According to a recent survey by Unpakt, 23 percent of Americans, when surveyed, said they would rather forfeit their hard-earned vacation days for two years in lieu of moving. Moving is that toxic to people. Yet Americans move an average of 8.2 times in their lifetime.
88 percent of Americans chose to move by themselves rather than hire a moving company. There are a lot of reasons for this, some real and some just plain fear. According to Unpakt, almost half (46 percent) of Americans are afraid movers will steal their belongings during a move. 69 percent of Americans fear that movers will damage belongings during a move. In my experience, movers are not nearly that dishonest or careless. I am aware of only two cases where my clients had valuable items “lost” during a move. Damage is more common, but I would gauge that at about 5-10 percent of the moves I hear about.
The most common problem with movers -- the problem of damage – frequently can’t be helped. When moving large, heavy objects, things happen. Here are some common moving mistakes. (Reputable companies have insurance that will cover repair of the damage that was caused.)
1. Dropped furniture can cause damage to the furniture or the walls of the house. It is not uncommon for walls to get scratched and dinged, stair balusters to get broken, or windows to get broken.
2. Plumbing fixtures can cause trouble around a move, whether the movers are touching them or you are. Frequently washing machine faucets have leaky valves. Homeowners wouldn’t know about the leak until the machine is removed. Then, the new owner finds a puddle. The solution is to buy caps for those faucets so that you can be sure there will be no leaking.
3. Another plumbing incident that happened to one of my clients involved a mover who broke the ice maker line when he scooted the refrigerator out of the way of the back door. When the refrigerator was moved back in place, the line was leaking and had to be replaced.

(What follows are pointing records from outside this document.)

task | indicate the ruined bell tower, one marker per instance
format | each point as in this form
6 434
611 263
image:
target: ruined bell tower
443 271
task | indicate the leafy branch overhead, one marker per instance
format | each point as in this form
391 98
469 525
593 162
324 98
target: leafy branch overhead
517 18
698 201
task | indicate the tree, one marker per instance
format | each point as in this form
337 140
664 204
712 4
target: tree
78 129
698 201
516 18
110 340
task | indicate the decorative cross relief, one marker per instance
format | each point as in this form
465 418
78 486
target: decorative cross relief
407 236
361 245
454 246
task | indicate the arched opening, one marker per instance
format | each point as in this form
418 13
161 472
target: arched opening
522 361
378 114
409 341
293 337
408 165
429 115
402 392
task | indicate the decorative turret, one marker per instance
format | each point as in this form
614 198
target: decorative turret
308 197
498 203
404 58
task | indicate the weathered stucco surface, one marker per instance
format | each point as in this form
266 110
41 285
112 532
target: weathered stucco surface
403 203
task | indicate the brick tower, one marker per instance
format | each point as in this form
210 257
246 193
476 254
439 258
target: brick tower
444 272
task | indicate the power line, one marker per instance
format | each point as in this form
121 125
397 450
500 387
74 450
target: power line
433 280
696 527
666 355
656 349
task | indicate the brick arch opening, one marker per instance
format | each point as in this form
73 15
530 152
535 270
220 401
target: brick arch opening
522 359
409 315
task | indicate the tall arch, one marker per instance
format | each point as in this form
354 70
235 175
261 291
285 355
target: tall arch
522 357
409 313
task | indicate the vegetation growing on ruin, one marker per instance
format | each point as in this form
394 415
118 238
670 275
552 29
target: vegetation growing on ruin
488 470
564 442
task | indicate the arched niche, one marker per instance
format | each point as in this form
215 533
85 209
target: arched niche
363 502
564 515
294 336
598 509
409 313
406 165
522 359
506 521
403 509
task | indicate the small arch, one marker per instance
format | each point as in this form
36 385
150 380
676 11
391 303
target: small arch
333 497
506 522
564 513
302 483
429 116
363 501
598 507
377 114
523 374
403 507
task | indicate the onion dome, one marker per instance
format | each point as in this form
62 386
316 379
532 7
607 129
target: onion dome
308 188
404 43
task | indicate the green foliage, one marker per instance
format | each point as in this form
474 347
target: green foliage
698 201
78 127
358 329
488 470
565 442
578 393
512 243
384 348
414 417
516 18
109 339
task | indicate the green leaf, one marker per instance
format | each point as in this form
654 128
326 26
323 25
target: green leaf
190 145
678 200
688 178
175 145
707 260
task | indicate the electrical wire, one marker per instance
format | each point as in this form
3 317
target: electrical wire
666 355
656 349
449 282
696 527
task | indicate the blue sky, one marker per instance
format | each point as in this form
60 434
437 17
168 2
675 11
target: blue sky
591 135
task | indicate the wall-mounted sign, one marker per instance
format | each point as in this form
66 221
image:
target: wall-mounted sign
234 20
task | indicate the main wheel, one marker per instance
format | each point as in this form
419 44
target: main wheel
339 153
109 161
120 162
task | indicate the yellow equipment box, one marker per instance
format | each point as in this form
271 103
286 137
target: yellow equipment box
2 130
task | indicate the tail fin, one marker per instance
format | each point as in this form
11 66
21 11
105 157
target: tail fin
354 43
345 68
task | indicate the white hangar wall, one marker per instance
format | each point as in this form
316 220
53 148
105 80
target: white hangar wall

An emergency plumbing visit was a tiring end to a tiring day for the new homeowners.
In terms of the cost of moving, one frequent complaint from consumers after using a moving company is that they paid more for the move than anticipated. This is likely because of hidden fees, given that many moving companies use estimates rather than exact price quotes. Of Americans that paid more for their last move than initially anticipated, 57 percent paid upwards of $175 all the way through $1,000 more for the move than expected.
Unpakt is bringing moving pricing into the 21st Century. The information age has make easy to compare costs, receive guaranteed prices and access customer reviews when booking travel or searching for good restaurants, so the same should be true of booking a move and finding a reputable mover. Unpakt is now providing these services. Sounds like a good idea. I hope my clients try it out, so I can write some more about it.